Berdasarkan data yang dimiliki oleh Kominfo hingga 30 November 2011, jumlah akses atau hits yang berhasil masuk ke Direktorat Jenderal Kependudukan dan Pencatatan Sipil (DUKCAPIL) mencapai 1,7 juta perhari.
Bahkan setiap hari menunjukkan trend peningkatan. Kominfo juga menemukan kasus dimana satu NIK didaftarkan lebih dari 50 ribu SIM Card dalam satu detik. Sabirin berharap dengan adanya surat edaran dan ketetapan BRTI ini, jumlah akses dan penyalahgunaan NIK untuk registrasi prabayar mengalami penurunan.
“Seharusnya dengan skema bisnis berbasis pulsa dan penjualan nomer baru sudah mengalami penurunan. Saya heran juga kenapa hingga saat ini penjualan kartu perdana masih naik,”ujar Sabirin dalam keterangannya di Jakarta.
Komisaris Besar Polisi Asep Safrudin, Wakil Direktur Tindak Pidana Siber Reserse Kriminal Polri (Bareskrim Polri) mengatakan, polisi ikut dalam menangani masalah registrasi prabayar dikarenakan tingginya penyalahgunaan NIK untuk melakukan registrasi kartu prabayar. Kartu prabayar yang didaftarkan menggunakan NIK yang tidak sah tersebut banyak dipergunakan untuk tindak pidana.
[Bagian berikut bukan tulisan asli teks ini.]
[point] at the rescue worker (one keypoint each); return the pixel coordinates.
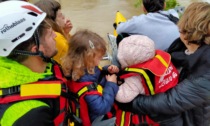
(32, 88)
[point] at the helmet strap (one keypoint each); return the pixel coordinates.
(37, 53)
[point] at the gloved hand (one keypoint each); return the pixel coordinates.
(100, 122)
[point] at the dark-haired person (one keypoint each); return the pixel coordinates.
(191, 97)
(154, 24)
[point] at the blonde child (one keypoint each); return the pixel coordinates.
(81, 64)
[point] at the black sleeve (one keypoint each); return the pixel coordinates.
(186, 95)
(41, 116)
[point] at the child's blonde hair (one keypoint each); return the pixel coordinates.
(83, 47)
(195, 23)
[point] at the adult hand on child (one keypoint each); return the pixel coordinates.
(68, 26)
(113, 69)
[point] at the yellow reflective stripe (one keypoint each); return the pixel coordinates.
(162, 60)
(19, 109)
(122, 119)
(81, 91)
(138, 70)
(40, 89)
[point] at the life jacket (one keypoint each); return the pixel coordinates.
(55, 88)
(82, 89)
(158, 75)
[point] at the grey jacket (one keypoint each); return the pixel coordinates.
(154, 25)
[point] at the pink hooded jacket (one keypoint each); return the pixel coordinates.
(132, 50)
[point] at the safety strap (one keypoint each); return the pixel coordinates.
(147, 78)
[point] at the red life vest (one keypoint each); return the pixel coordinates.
(165, 76)
(82, 89)
(46, 89)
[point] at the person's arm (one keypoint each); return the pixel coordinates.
(131, 88)
(186, 95)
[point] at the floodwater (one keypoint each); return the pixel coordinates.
(99, 15)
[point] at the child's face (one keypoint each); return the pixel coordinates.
(97, 59)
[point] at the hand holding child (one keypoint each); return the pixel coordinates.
(111, 78)
(113, 69)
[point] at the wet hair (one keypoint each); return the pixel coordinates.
(28, 44)
(153, 5)
(84, 46)
(51, 7)
(195, 23)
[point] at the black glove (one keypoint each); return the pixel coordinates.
(99, 121)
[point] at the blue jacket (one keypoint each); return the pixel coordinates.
(99, 105)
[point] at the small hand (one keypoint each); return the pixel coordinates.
(68, 26)
(111, 78)
(113, 69)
Lebih lanjut Asep menjelaskan polisi tidak memiliki niat sedikitpun untuk mengganggu iklim bisnis yang ada di industri telekomunikasi.
Namun polisi ingin agar bisnis yang dijalankan oleh pelaku usaha di industri telekomunikasi tak hanya mementingkan keuntungan semata, tetapi juga harus sesuai dengan koridor hukum yang berlaku di Indonesia.
“Tindakan kejahatan akibat penyalahgunaan NIK untuk registrasi prabayar ini, merupakan dampak dari pengaturan yang tidak teratur. Karena banyaknya tindak pidana yang menggunakan handphone dengan kartu prabayar yang didaftarkan menggunakan NIK yang tidak sah tersebut, membuat negara melalui Polri hadir untuk melindungi masyarakat,”papar Asep.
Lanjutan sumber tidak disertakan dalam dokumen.